I do not use/carry my American pocket knives at work, just cheap off shore ones. No sleep lost if damaged or missing in action.
My Schrade is on the belt strictly for self defense, no other use.


----------



## hardcore

some of my cleavers. they are stored sharpened, with blade guard and wrapped in wax paper. ready to be brought into the fight. I got my index finger nicked packing these back up. it had been a couple of years since I checked on them...they passed inspection.


----------



## hardcore

my buck and old hickory collection. I am glad I broke these bucks out... most were in leather sheaths and the brass was turning green. will do the bright work and not store back in there leather sheaths.


----------



## Prepared One

These are my go to knives. More in GHB's. Does not include assorted Hatchets, Axes, and Machetes.


----------



## tango

Hand sharpening knives is a skill that has to be learned.
There are "sharpening tools' that supposedly make it easy.
It still takes time and practice.
I sparpen all my knives on a stone and do touch up as needed (honing), usually on a steel, to maintain the edge.
Time and practice---


----------



## tinkerhell

Slippy said:


> Yes Sir it was. I've had that Buck knife since the late 1970's early 1980's. Its like a girl in an old country song; I got her, I lost her, I got her back again. Sometime in the early 1990's I busted the tip and re-profiled it. It looks that way today and still does what I need her to do...just like the girl in the song!
> 
> PS, I'm not a big knife guy, I've got more than my share but seem to misplace them except for the 3 that I showed earlier, I've got a couple of Gerbers and Kershaws around here somewhere, truck, bags, drawers etc. I wish I was more organized.


I'm glad that I'm not the only one to do this. I have several folders with re-profiled tips. I love them more than when they were whole.


----------



## topgun

PaulS said:


> The best "survival" knife that I have used is an old "Old Timer" folding knife with three blades. Your big knives all look real good on your belt but I want to see you clean an 8" brook trout or a small squirrel with one of those things.


+1

My fancy, expensive 6" Buck knife sure looks cool and all, but when gutting and skinning deer and turkey and squirrel work needs to be done, I always reach for my little 4' Schrade, and the one with the "zipper" cutter on it.
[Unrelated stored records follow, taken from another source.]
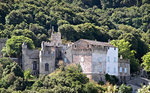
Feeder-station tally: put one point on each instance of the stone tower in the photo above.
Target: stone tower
(47, 58)
(30, 59)
(55, 38)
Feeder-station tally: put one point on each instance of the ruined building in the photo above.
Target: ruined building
(96, 58)
(43, 61)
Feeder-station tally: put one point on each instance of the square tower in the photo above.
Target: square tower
(47, 58)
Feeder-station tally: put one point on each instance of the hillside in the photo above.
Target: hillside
(125, 22)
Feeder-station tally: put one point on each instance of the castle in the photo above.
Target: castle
(96, 58)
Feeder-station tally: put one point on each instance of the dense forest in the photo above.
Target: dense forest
(125, 22)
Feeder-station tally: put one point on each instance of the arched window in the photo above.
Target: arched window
(46, 67)
(34, 65)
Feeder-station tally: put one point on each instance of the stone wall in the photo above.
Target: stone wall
(29, 57)
(47, 59)
(99, 61)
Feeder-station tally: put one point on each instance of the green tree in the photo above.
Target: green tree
(13, 45)
(124, 50)
(14, 17)
(146, 61)
(125, 89)
(144, 89)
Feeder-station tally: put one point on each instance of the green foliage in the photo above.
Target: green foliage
(144, 88)
(125, 89)
(11, 75)
(111, 79)
(124, 50)
(146, 61)
(13, 45)
(27, 74)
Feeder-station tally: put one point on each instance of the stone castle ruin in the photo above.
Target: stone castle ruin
(96, 58)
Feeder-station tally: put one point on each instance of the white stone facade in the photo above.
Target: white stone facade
(112, 61)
The big Buck does split the pelvis pretty good though.


----------



## hardcore

my k bars ....1st one on bottom I carried in desert breeze.


----------



## Urbanprepper666

Here are a few of my knives I have lots of pocket knives of a few different styles that's my only skinning knife and a few larger for my chopping ect, looking to add some Gerber and k bars to the set later on. Does anyone have the larger model Gil hibben combat machete? Iv seen good reviews on it.
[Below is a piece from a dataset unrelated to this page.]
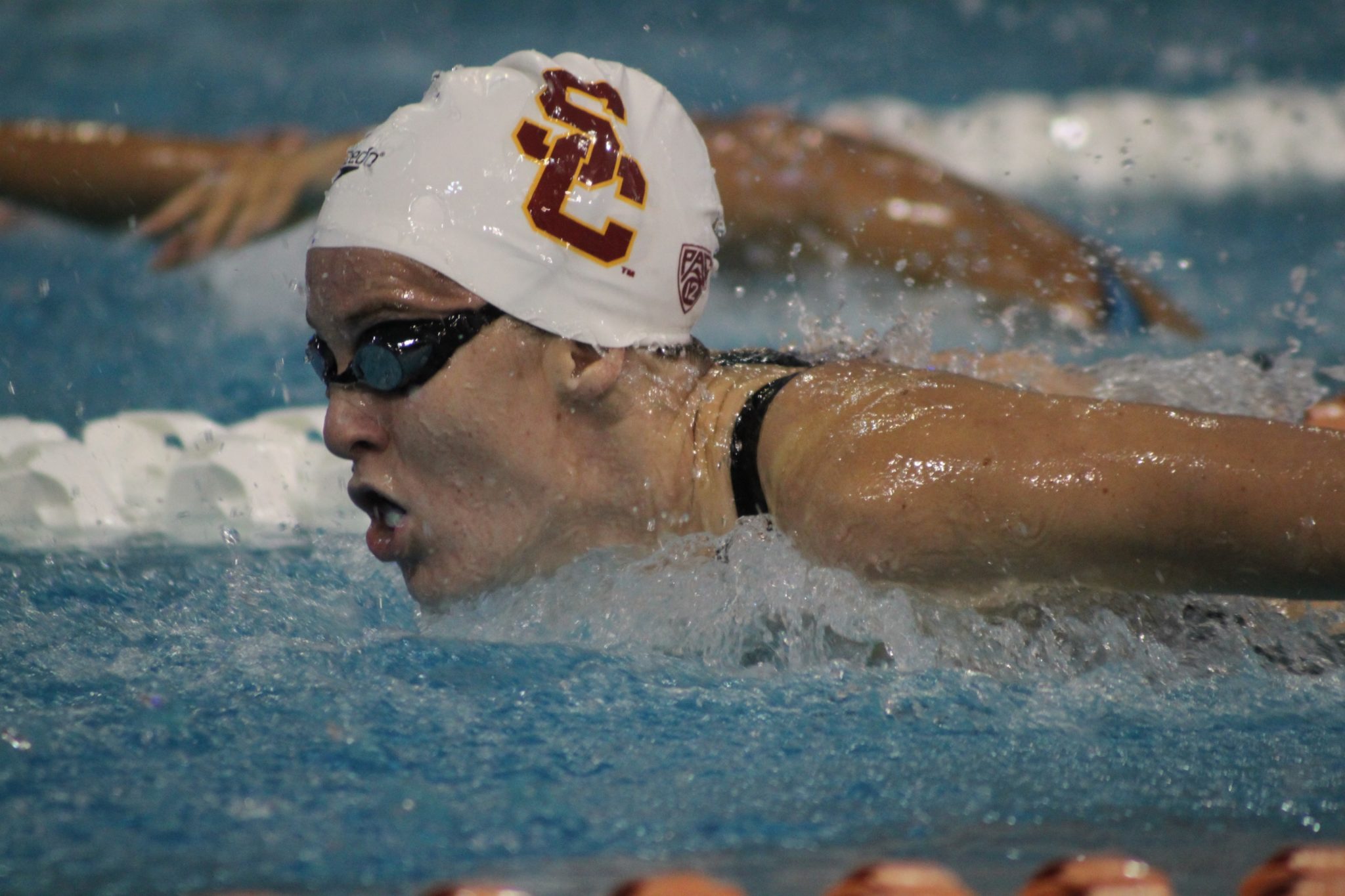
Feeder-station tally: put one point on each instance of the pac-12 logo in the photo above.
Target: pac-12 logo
(586, 154)
(693, 274)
excuse the picture quality my cell phone camera has a crack in it.


----------



## Kauboy

Not the entire assortment, by any means, but here are my kerambits:








I carry the last 3 regularly as an off-hand option.


----------



## shooter

Here are some of my favorite fix blade knives. Just got the Smith and Wesson one and cant wait to break it in....


----------



## hardcore

I went get some fishing(#30lb spider wire line) and hunting(corn and mineral blocks) supplies at academy today, they had a lot of nice knives on sale..20 bucks could get a nice blade and into the fight. 
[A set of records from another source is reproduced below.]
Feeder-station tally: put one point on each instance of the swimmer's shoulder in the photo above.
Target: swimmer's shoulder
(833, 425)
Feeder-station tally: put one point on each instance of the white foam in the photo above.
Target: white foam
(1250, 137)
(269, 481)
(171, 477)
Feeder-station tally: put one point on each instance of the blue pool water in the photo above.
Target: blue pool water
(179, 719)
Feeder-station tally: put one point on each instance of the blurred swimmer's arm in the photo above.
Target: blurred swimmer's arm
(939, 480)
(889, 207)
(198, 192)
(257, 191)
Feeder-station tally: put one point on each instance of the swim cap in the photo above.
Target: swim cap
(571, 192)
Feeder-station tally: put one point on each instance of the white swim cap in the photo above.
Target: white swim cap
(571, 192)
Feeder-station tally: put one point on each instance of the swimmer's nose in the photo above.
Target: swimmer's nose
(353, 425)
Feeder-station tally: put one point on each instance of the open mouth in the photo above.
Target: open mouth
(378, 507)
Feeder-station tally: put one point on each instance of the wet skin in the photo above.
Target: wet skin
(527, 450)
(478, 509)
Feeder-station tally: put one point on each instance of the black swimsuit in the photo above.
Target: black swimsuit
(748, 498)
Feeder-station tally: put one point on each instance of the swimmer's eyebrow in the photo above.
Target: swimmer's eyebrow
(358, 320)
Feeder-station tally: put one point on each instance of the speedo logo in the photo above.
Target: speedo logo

if yall short a machete, go check them out. they had a,( look to me as a well made )gerber machete for 19.99. if I wouldn't have spent my funds for the annual week end fishing trip planned , I would have picked it up. may be next month(that is if I don't get into xbows) I should have surplus funds. you can never have enough blades.


----------



## greasemuntney

This is what I got yesterday. I am very pleased with it so far. Makes a great addition to my collection.


----------